0

First project using star schema, still in planning stage. We would appreciate any thoughts and advice on the following problem.

We have a dimension table for "product features used", and the set of features grows and changes over time. Because of the dynamic set of features, we think the features cannot be columns but instead must be rows.

We have a fact table for "user events", and we need to know which product features were used within each event.

So it seems we need to have a primary key on the fact table, which is used as a foreign key within the dimension table (exactly the opposite direction from a conventional star schema). We have several different dimension tables with similar dynamics and therefore a similar need for a foreign key into the fact table.

On the other hand, most of our dimension tables are more conventional and the fact table can just store a foreign key into these conventional dimension tables. We don't like that this means that some joins (many-to-one) will use the dimension table's primary key, but other joins (one-to-many) will use the fact table's primary key. We have considered using the fact table key as a foreign key in all the dimension tables, just for consistency, although the storage requirements increase.

Is there a better way to implement the keys for the "dynamic" dimension tables?

Here's an example that's not exactly what we're doing but similar:

  • Suppose our app searches for restaurants.

  • Optional features that a user may specify include price range, minimum star rating, or cuisine. The set of optional features changes over time (for example we may get rid of the option to specify cuisine, and add an option for most popular). For each search that is recorded in the database, the set of features used is fixed.

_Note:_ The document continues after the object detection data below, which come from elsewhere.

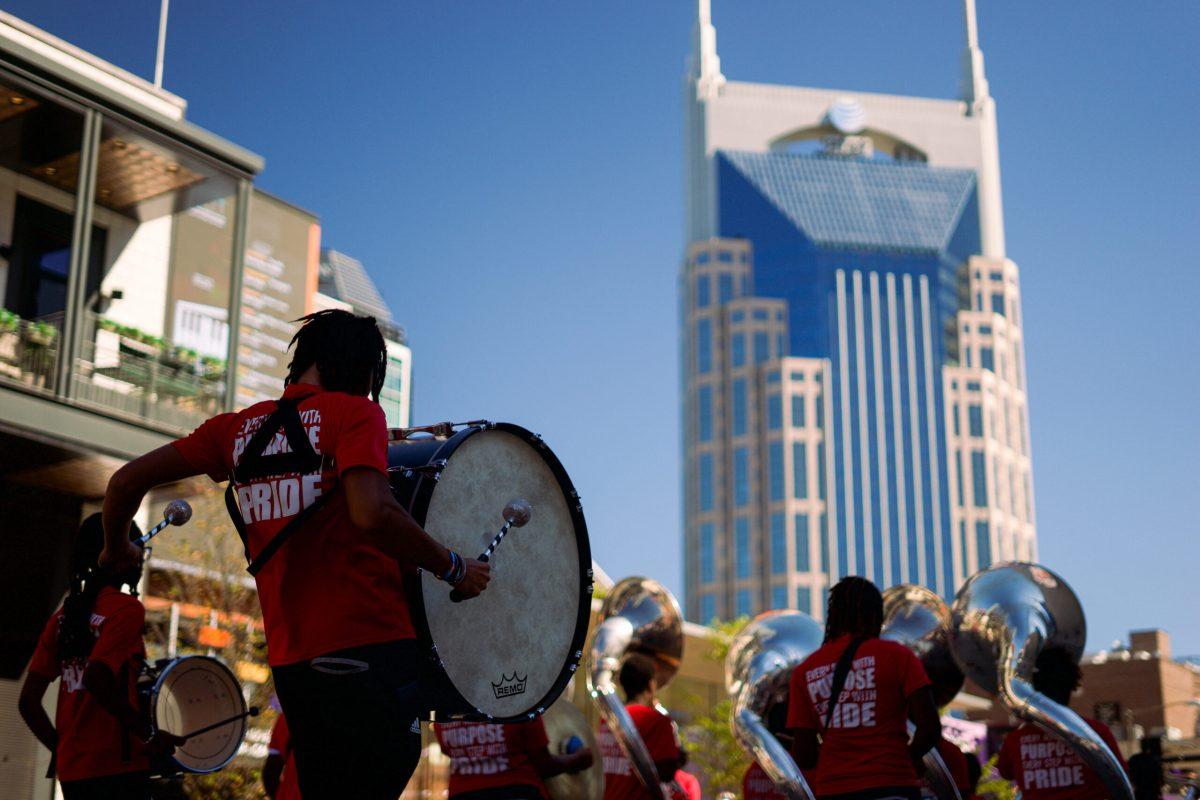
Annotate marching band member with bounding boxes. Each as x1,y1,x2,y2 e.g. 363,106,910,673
263,712,300,800
996,648,1128,800
787,577,941,800
596,654,682,800
433,717,593,800
101,311,488,800
19,513,182,800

  • Each search will be a row in the fact table.
  • We are currently thinking that we should have a primary key in the fact table, and it should be used as a foreign key in the "features" dimension table. So we'd have:

    fact_table(search_id, user_id, metric1, metric2)
    feature_dimension_table(feature_id, search_id, feature_attribute1, feature_attribute2)
    user_dimension_table(user_id, user_attribute1, user_attribute2)

  • Alternatively, for consistent joins and ignoring storage requirements for the sake of argument, we could use the fact table's primary key as a foreign key in all the dimension tables:

    fact_table(search_id, metric1, metric2) /* no more user_id */
    feature_dimension_table(feature_id, search_id, feature_attribute1, feature_attribute2)
    user_dimension_table(user_id, search_id, user_attribute1, user_attribute2)

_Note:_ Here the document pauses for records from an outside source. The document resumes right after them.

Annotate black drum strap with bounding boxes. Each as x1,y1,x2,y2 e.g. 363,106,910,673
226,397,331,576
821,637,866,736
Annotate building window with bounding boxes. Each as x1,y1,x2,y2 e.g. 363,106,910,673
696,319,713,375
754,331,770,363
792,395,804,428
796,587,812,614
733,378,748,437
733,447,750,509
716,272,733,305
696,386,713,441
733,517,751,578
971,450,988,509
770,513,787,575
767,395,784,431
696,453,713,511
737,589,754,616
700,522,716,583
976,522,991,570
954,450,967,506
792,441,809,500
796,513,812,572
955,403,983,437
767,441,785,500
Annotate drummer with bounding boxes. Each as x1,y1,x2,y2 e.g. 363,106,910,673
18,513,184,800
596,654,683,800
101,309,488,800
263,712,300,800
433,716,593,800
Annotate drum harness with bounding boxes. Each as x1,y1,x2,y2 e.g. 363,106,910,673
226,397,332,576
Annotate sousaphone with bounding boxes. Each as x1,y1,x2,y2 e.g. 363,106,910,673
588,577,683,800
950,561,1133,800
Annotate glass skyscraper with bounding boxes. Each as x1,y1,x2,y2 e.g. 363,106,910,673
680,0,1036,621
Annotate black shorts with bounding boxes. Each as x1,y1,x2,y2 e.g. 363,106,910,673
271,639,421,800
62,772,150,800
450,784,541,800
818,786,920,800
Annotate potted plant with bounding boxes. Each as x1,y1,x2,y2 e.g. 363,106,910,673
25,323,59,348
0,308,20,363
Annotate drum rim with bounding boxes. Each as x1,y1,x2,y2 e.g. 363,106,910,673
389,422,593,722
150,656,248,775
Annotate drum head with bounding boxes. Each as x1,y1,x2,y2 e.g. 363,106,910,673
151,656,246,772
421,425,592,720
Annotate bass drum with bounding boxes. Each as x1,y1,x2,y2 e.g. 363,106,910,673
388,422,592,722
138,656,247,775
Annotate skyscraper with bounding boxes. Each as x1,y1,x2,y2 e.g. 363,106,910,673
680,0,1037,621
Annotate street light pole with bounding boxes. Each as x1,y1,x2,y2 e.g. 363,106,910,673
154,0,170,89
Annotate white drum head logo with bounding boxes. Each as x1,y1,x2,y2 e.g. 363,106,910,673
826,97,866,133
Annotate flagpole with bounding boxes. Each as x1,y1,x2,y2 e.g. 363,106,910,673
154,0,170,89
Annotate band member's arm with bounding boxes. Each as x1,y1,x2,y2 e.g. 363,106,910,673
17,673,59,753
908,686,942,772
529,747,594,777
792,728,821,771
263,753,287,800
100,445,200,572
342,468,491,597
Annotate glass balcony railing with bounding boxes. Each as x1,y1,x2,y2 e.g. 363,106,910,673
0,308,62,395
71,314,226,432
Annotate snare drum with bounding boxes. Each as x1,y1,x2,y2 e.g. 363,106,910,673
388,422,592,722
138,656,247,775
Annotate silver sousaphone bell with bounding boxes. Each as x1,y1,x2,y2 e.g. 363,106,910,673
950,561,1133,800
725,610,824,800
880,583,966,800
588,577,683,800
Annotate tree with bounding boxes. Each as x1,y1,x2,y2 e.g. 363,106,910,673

  • What are the pitfalls with these key schemas? What would be better ways to do it?

user1020872
  • 111
  • 1
  • 9
  • If people can address either of the two sub-questions (1. what's wrong with our idea, 2. what's a better way), that would still be very helpful. – user1020872 Feb 12 '16 at 16:44

1 Answers1

2

You need a Bridge table, it is the recommended solution for many-to-many relationships between fact and dimension.

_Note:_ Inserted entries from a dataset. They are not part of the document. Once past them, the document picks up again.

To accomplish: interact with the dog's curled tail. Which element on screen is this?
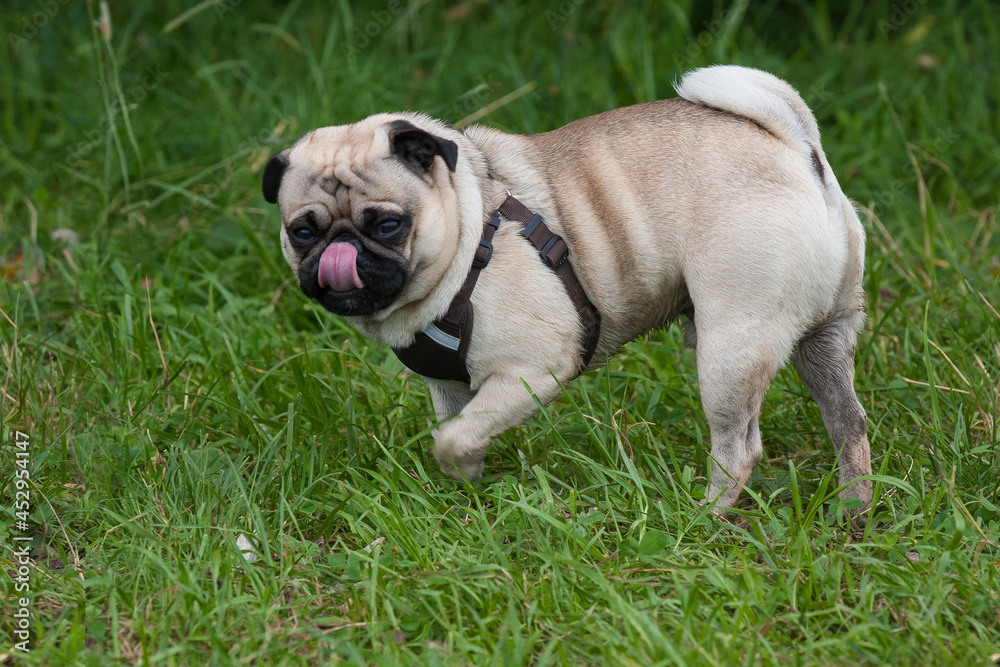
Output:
[675,65,833,185]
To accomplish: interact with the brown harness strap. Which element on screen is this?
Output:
[393,196,601,383]
[499,196,601,373]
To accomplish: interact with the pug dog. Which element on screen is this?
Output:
[263,66,872,512]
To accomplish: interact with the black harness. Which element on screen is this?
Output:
[393,196,601,384]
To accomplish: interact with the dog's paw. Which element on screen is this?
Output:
[434,424,486,482]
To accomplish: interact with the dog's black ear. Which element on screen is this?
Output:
[261,148,292,204]
[386,120,458,171]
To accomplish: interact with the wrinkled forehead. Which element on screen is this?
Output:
[288,119,390,188]
[279,118,418,217]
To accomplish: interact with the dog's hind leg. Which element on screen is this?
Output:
[696,320,792,508]
[792,316,872,514]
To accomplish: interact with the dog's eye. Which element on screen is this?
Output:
[375,220,400,236]
[292,226,316,243]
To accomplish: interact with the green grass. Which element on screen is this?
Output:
[0,0,1000,665]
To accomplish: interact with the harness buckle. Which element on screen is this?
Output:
[472,239,493,269]
[538,234,569,271]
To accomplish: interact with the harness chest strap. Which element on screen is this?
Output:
[393,196,601,383]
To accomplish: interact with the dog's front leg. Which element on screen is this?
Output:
[431,370,570,480]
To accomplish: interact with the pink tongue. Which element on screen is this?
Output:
[319,243,365,292]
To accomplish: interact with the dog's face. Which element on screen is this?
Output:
[263,114,460,316]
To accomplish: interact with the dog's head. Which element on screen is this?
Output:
[263,114,470,316]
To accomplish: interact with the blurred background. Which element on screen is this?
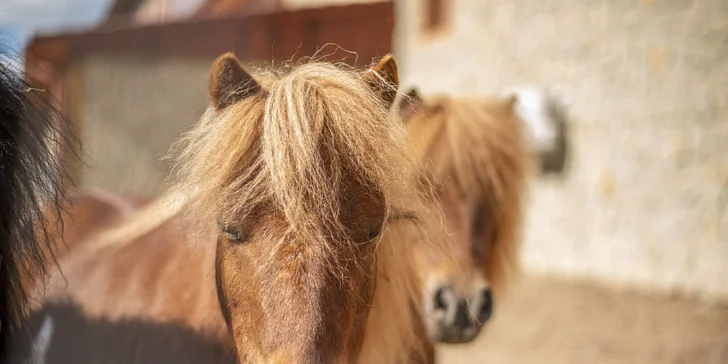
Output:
[0,0,728,364]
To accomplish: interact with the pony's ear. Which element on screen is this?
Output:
[397,87,423,123]
[505,92,518,110]
[363,54,399,109]
[210,53,261,110]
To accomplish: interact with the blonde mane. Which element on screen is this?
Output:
[407,97,530,289]
[168,63,442,362]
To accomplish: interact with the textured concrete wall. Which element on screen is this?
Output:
[394,0,728,298]
[79,55,212,194]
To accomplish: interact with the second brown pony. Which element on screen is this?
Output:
[27,54,444,363]
[398,89,530,346]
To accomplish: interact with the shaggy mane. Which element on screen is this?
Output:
[173,63,442,362]
[0,45,78,360]
[407,97,530,289]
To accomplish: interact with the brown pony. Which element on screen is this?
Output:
[28,54,444,363]
[398,90,530,343]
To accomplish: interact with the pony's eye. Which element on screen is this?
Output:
[367,231,379,241]
[216,218,245,242]
[223,230,243,242]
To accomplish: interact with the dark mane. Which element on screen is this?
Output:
[0,44,77,359]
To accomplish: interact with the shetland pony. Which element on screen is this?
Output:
[397,89,564,350]
[31,54,444,363]
[0,44,76,362]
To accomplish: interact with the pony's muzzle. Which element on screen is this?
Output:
[432,287,493,344]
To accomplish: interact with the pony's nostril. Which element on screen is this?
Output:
[435,288,447,310]
[478,289,493,324]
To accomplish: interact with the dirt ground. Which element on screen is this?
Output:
[437,278,728,364]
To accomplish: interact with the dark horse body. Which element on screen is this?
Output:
[0,43,76,363]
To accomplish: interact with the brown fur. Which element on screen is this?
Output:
[399,92,530,346]
[32,55,444,363]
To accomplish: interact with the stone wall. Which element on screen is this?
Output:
[77,54,212,195]
[394,0,728,299]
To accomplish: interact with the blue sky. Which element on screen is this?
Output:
[0,0,111,53]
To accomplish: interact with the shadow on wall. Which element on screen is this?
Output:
[17,303,237,364]
[538,100,570,178]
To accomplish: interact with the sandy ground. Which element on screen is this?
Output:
[437,278,728,364]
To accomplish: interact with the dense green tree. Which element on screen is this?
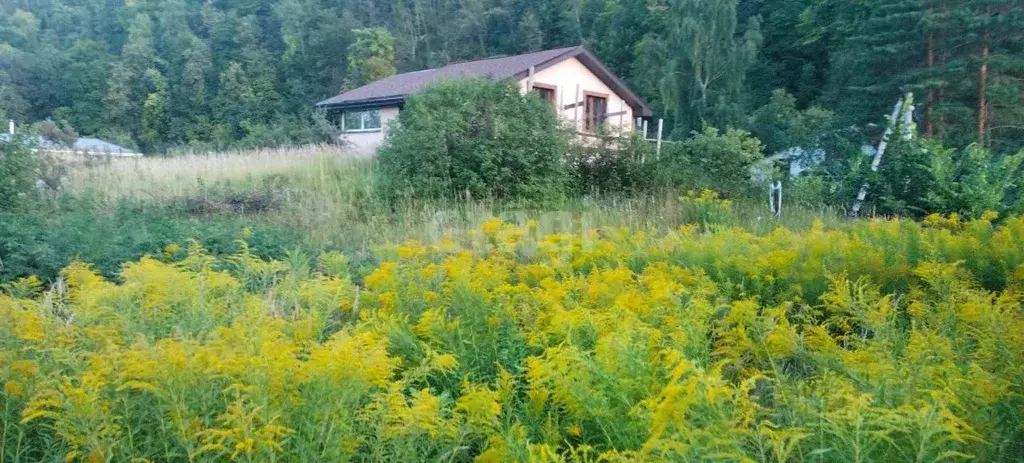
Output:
[0,0,1024,153]
[345,28,395,88]
[664,0,761,136]
[378,78,568,200]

http://www.kimballgroup.com/data-warehouse-business-intelligence-resources/kimball-techniques/dimensional-modeling-techniques/multivalued-dimension-bridge-table/

Edit after example added to question:

OK, maybe it is not a bridge, the example changes my view.

A fundamental requirement of dimensional modelling is to correctly identify the grain of your fact table. A common example is invoice and line-item, where the grain is usually line-item.

Hypothetical examples are often difficult because you can never be sure that the example mirrors the real use case, but I think that your scenario might be search-and-criteria, and that your grain should be at the criteria level.

For example, your fact table might look like this:

fact_search (date_id,time_id,search_id,criteria_id,criteria_value)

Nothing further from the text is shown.